5. The Proof: The Salt Substitute Study
This clever formula does two things at once: it helps people lower their sodium intake while simultaneously boosting their potassium intake. The effects were synergistic and powerful. After a follow-up period of about five years, the group using the salt substitute had a 14% lower incidence of another stroke compared to the group using regular salt. Even more strikingly, when looking specifically at hemorrhagic strokes—the type most strongly influenced by high blood pressure—the salt substitute group had a remarkable 33% reduction in risk.
6. Your Potassium-Rich Food Guide

So, how can you get that target of 3,500+ milligrams of potassium per day? The best and safest way is to focus on your diet. Loading up on potassium pills is not the answer and can be risky for some individuals.

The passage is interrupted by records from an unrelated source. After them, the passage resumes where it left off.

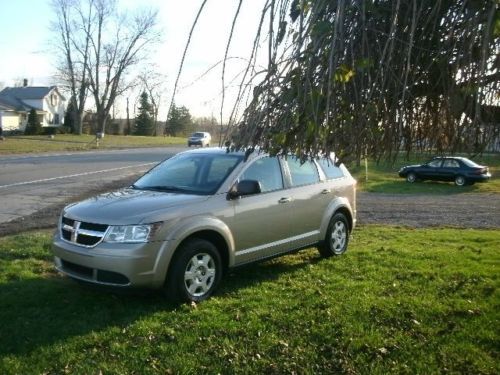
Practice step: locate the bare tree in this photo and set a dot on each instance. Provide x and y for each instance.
(74, 55)
(99, 46)
(376, 77)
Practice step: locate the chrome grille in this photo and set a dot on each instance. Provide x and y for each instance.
(82, 233)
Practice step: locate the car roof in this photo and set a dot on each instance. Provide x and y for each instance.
(217, 150)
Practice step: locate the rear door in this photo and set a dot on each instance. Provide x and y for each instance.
(432, 170)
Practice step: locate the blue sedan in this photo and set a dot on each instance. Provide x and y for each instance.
(449, 168)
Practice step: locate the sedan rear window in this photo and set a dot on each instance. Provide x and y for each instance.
(331, 170)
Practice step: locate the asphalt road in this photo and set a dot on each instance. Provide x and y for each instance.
(29, 183)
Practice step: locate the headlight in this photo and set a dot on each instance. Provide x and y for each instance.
(129, 233)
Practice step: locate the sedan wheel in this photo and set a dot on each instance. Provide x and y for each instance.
(460, 181)
(411, 177)
(337, 236)
(195, 272)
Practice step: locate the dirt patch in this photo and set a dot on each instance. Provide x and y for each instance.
(458, 210)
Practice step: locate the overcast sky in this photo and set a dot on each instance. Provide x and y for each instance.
(25, 34)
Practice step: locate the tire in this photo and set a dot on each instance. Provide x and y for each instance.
(411, 177)
(195, 272)
(337, 237)
(460, 181)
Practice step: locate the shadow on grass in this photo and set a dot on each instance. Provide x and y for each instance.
(43, 311)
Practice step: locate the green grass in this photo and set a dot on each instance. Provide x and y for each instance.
(401, 301)
(383, 178)
(69, 142)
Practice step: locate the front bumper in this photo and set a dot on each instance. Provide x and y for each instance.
(118, 265)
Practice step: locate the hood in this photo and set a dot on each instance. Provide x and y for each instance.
(411, 166)
(130, 206)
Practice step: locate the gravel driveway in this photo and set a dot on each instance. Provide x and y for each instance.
(456, 210)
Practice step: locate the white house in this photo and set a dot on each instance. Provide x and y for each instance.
(17, 102)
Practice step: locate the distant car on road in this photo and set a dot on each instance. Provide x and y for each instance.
(199, 139)
(460, 170)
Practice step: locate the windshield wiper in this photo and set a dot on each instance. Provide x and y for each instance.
(165, 188)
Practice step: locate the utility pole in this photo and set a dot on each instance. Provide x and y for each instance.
(127, 131)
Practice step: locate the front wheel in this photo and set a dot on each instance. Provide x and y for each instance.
(337, 236)
(195, 272)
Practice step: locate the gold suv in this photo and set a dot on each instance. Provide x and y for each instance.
(193, 216)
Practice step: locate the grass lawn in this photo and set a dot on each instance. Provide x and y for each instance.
(400, 301)
(69, 142)
(383, 178)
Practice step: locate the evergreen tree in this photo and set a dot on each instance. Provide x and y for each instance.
(33, 126)
(144, 124)
(70, 116)
(179, 121)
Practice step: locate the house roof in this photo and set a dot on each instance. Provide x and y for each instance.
(13, 97)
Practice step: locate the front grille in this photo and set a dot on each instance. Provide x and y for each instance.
(82, 233)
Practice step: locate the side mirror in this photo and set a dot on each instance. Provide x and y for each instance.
(245, 187)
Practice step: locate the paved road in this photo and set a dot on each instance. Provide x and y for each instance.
(29, 183)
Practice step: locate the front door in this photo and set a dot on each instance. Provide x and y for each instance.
(260, 225)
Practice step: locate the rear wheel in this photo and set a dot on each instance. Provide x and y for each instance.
(195, 272)
(337, 236)
(460, 181)
(411, 177)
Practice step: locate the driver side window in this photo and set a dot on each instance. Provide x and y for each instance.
(435, 163)
(267, 171)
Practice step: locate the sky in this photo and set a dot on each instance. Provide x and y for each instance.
(25, 51)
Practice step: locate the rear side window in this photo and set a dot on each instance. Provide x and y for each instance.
(267, 171)
(330, 169)
(302, 174)
(450, 163)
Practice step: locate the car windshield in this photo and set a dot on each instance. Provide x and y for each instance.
(470, 163)
(188, 173)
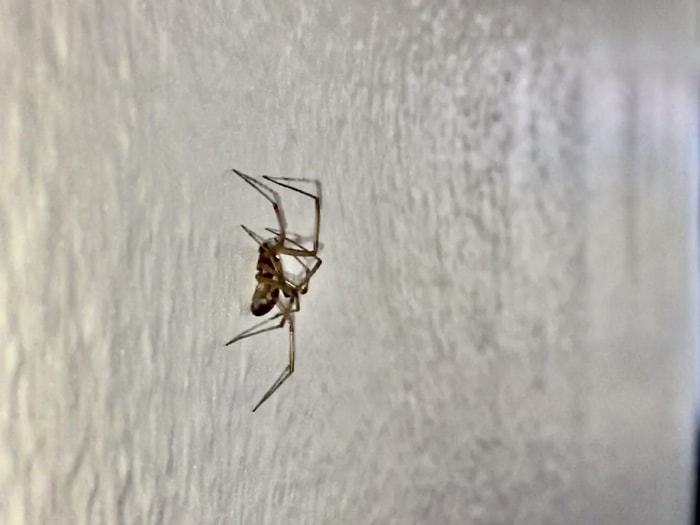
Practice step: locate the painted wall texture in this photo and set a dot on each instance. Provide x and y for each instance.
(503, 328)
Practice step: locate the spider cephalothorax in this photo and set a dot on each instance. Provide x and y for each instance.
(273, 287)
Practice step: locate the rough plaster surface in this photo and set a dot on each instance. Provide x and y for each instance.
(502, 331)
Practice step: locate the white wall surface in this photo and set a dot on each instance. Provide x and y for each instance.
(503, 328)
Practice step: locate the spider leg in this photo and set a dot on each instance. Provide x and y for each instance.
(289, 369)
(317, 208)
(271, 195)
(254, 235)
(256, 329)
(303, 285)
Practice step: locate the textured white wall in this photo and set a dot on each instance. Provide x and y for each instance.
(503, 328)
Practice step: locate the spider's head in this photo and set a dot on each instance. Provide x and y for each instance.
(264, 299)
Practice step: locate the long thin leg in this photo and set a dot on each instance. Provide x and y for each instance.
(255, 329)
(317, 205)
(288, 370)
(254, 235)
(303, 285)
(271, 195)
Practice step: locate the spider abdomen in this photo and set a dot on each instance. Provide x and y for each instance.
(264, 299)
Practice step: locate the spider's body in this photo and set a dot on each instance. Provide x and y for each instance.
(273, 287)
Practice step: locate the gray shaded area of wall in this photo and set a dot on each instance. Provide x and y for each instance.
(504, 325)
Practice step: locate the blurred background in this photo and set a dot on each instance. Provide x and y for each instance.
(504, 329)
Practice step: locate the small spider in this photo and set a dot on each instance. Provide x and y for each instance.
(274, 287)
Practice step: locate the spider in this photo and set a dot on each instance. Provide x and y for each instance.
(274, 287)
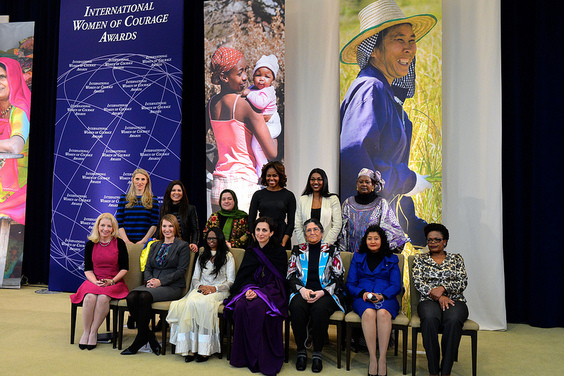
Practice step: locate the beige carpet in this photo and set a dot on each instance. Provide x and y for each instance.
(35, 340)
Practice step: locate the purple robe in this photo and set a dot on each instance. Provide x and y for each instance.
(257, 334)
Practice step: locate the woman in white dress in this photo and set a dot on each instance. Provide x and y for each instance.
(194, 322)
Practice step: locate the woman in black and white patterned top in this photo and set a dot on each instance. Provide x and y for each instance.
(441, 279)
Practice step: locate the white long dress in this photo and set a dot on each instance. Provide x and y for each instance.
(194, 323)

Potassium-rich foods, on the other hand, are packed with other essential nutrients, fiber, and antioxidants that provide a whole host of additional health benefits.
Here are some excellent sources to prioritize:
- Leafy Greens: Spinach and Swiss chard are potassium powerhouses.
- Root Vegetables: Sweet potatoes and white potatoes (with the skin on) are fantastic sources.
- Fruits: While bananas are famous for potassium (one medium banana has about 450 mg), other fruits like avocados, oranges, and cantaloupe are also excellent.
- Legumes: Beans, lentils, and edamame are packed with potassium.
- Fish: Salmon and tuna are good sources.
- Dairy: Yogurt and milk contain a good amount of potassium.
Scientists have even designed an entire eating plan around this principle called the DASH diet (Dietary Approaches to Stop Hypertension). It emphasizes these potassium-rich foods, and studies have shown that people who adhere closely to the DASH diet have a 12% lower risk of stroke.